Nous sommes allés pêcher la rivière Ausable dans les Adirondacks. Cette rivière, autrefois réputée pour la qualité de ses poissons indigènes, reste aujourd’hui une destination de choix pour les pêcheurs sportifs en quête de truites brunes et arc-en-ciel.
Bien que nous sachions que plusieurs des truites indigènes de cette rivière ont été décimées au cours des années pour diverses raisons, nous nous intéresserons ici à la nécessité actuelle de l’ensemencement constant et à la fluctuation de la qualité de la pêche sur cette rivière.
Plusieurs études démontrent que les poissons élevés en captivité prennent jusqu’à 10 jours avant de commencer à se déplacer. N’ayant pas été habitués à chasser en rivière, ces poissons seront des proies faciles pour les pêcheurs qui, en lançant leur mouche, leur offrent une nourriture facile, reproduisant ainsi les habitudes de nourriture en ferme piscicole. Ainsi, un pêcheur qui s’adonne à lancer dans un endroit ensemencé dans les 10 jours précédents expérimentera probablement une pêche miraculeuse. Toutefois il faut savoir que ces truites, affaiblies par le transfert des bassins de piscicultures vers la rivière, présentent déjà un taux de mortalité élevé qui dépasse les 90% et sont plus à risque de succomber à une manipulation hors de l’eau. Avec la quantité de pêcheurs sur cette rivière et les informations fournies dans ces lignes, nous comprenons pourquoi les programmes d’ensemencement doivent être renouvelés à chaque année afin de renouveler la population de poissons et assurer une certaine qualité de pêche.
D’autre part, plusieurs pêcheurs affirment revenir bredouilles de cette magnifique rivière. Sachant que les poissons ensemencés sont plus facile à capturer que les poissons naturalisés, pourquoi la qualité de pêche est-elle donc si instable sur cette rivière? Selon certains, les poissons provenant de fermes piscicoles tendent, après leur période d’acclimatation, à voyager en suivant le sens du courant et peuvent se déplacer, en peu de temps, sur plusieurs kilomètres. Ainsi, comme la majorité des pêcheurs tendent à retourner aux endroits où ils ont connu du succès, il est possible qu’une fosse ne produise aucun poisson alors que quelques jours auparavant, elle était la plus productive de la rivière. Les poissons naturalisés ou natifs de la rivière, quant à eux, sont plus craintifs et mieux éduqués. Les pêcheurs qui abordent les fosses en pensant s’attaquer aux poissons ensemencés ne prennent donc pas les précautions nécessaires lors de l’approche de la rivière pour ne pas apeurer ces spécimens. Ainsi, il est normal qu’après le départ des poissons fraîchement introduits dans la rivière, plusieurs ne réussissent pas à faire mordre les poissons résidents.

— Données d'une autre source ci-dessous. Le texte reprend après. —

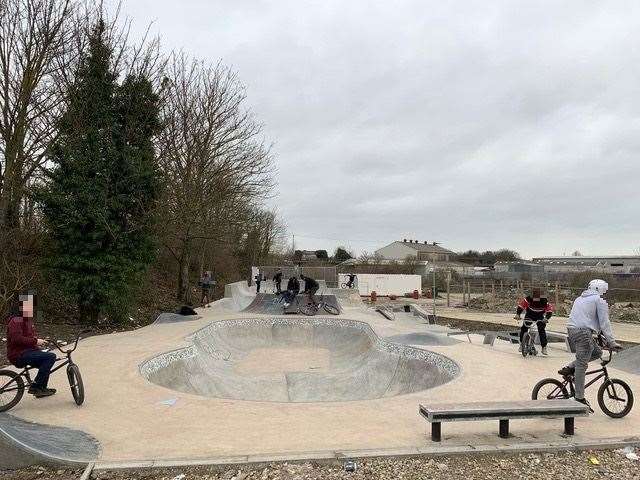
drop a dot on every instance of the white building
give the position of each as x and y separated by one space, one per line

Cela dit, toutes les espèces ne se déplacent pas à la même vitesse et pour les mêmes raisons. Les truites mouchetées, par exemple, présentent un taux de mortalité extrêmement élevé et les individus qui survivent tendent à descendre la rivière assez rapidement. Les truites brunes peuvent prendre jusqu’à 50 jours avant de recommencer à se nourrir en rivière et vont suivre le courant pendant ce temps, jusqu’à trouver une fosse protectrice. Par la suite, elles peuvent parcourir plusieurs kilomètres de rivière chaque jour pour se rendre à leur endroit de chasse préféré. Elles retourneront ensuite dans leur fosse de protection, à l’abri des prédateurs. Les truites arc-en-ciel, quant à elles, sont celles qui s’adapteront le plus rapidement à un nouvel environnement. Après quelques jours seulement, elles commenceront à se nourrir et à délimiter leur territoire. Ces truites sont aussi celles qui voyagent le plus. Certains individus ensemencés dans des rivières américaines sont reconnus pour avoir parcouru plus d’une centaine de kilomètres en quelques semaines seulement! Ainsi, il est normal que la qualité de pêche fluctue grandement entre les ensemencements. Une approche plus furtive sera donc à privilégier pour tenter de croiser le fer avec une truite naturalisée ou native.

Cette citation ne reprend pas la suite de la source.